When the administrators decided to handle
the Mike McQueary report in-house, Ditka wrote, "they assumed the duty to ensure the matter was handled thoroughly and correctly and cannot now shrug off the responsibility that they chose to assume."
Whether Sandusky was still an employee at Penn State or not, she added, the administrators collectively "still had the duty to ensure that the allegations of sexual improprieties... were fully investigated and that sexual predators were excluded from the facilities for which they were responsible."
(The Lynn conviction, ironically, has since been reversed on other grounds, though state Supreme Court findings that Lynn as a supervisor could be held criminally liable for the actions of his subordinates are still intact.)
The prosecution also argues that it doesn't matter that Pennsylvania's child endangerment statute did not include supervisors of those who have committed bad acts until 2006, five years after the McQueary report.
Because the 2001 charge against Sandusky was never reported and Sandusky still enjoyed access to Penn State facilities after the law was broadened, the endangerment was ongoing and the defendants are properly charged, Ditka argues.
On a third point, the prosecution asserts a companion count of failure to report suspected child abuse is not time-barred - even if the triggering event occurred in 2001 - because if the report is never made, the failure to report is also an ongoing course of conduct.
The court can make these findings, the prosecution asserts, because of precedents holding that laws concerning child abuse are protective in nature, and should be applied in the context of their "broad purpose of sheltering children from harm."
In her latest filing, Ditka is trying to preserve what's left of a long-running case that took a major blow this winter, when a Superior Court panel
tossed perjury and obstruction of justice charges against Spanier, Curley and Schultz, ruling that mistakes made during the 2012 grand jury testimony of the Penn State officials violated attorney / client privilege rules.
Then, in a decision that rankled several prosecutors who had worked on the Penn State probe, then-Attorney General Kathleen Kane's Solicitor General, Bruce Castor, opted not to appeal the Superior Court decision to the state Supreme Court.
The remaining child endangerment and failure to report counts, however, are still significant to all sides in the Sandusky case.
Spanier and his former aides are doing everything they can to be completely exonerated from criminal liability in the sordid Sandusky scandal.
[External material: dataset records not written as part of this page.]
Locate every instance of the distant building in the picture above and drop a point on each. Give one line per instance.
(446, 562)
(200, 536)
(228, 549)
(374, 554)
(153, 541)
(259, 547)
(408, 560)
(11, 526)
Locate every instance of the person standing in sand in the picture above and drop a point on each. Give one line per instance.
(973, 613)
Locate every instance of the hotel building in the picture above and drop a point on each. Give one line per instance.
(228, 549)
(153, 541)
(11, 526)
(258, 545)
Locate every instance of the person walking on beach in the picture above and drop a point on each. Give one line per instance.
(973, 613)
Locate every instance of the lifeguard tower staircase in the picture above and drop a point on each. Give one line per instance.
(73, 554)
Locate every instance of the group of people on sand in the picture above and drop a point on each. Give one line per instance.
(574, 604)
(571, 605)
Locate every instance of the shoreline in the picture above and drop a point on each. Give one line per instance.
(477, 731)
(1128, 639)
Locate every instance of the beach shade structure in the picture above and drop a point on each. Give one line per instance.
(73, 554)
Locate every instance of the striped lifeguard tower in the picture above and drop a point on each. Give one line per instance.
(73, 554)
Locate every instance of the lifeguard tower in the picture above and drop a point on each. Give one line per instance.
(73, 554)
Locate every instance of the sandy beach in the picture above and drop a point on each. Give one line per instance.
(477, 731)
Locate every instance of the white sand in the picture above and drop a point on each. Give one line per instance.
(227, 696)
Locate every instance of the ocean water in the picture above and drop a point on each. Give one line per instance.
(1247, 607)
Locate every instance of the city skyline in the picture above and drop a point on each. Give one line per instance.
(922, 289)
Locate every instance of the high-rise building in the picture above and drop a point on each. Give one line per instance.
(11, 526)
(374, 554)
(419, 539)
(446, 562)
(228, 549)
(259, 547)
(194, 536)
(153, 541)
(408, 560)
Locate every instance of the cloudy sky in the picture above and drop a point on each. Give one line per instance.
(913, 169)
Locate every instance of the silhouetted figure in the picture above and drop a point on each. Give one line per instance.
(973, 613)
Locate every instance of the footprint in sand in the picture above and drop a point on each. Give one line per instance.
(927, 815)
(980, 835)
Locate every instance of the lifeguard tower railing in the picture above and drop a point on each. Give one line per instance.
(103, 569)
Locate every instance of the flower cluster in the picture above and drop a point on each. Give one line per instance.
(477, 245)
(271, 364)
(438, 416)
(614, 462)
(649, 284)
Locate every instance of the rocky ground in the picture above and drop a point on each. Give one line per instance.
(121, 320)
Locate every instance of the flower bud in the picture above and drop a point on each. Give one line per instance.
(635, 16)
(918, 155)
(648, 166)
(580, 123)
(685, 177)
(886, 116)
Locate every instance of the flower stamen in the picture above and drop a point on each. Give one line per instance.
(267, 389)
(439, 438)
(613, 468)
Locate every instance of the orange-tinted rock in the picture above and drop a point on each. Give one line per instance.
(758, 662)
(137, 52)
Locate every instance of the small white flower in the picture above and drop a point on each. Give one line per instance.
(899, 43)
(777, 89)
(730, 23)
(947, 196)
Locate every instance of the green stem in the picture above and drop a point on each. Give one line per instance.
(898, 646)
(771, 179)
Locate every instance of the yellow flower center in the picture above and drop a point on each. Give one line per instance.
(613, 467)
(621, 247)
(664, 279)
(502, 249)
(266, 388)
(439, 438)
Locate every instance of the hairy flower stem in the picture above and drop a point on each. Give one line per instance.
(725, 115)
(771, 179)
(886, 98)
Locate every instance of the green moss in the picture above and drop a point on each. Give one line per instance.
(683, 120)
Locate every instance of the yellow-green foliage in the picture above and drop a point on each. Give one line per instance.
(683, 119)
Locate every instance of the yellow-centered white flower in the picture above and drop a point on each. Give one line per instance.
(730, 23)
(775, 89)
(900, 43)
They've maintained they had no idea about the scope of Sandusky's alleged abuses, and believe the record shows they made a thoughtful attempt to deal seriously with a bad situation.
Meanwhile many of Sandusky's victims, and victim's right groups more generally, are interested in seeing that anyone with direct responsibility for Sandusky's long run as a serial predator is held accountable.
The next set of decisions in the case is up to a new face in the Sandusky case, retired Berks County Judge John Boccabella. Boccabella was appointed to the Penn State administrators' case earlier this summer after Dauphin County judges recused themselves.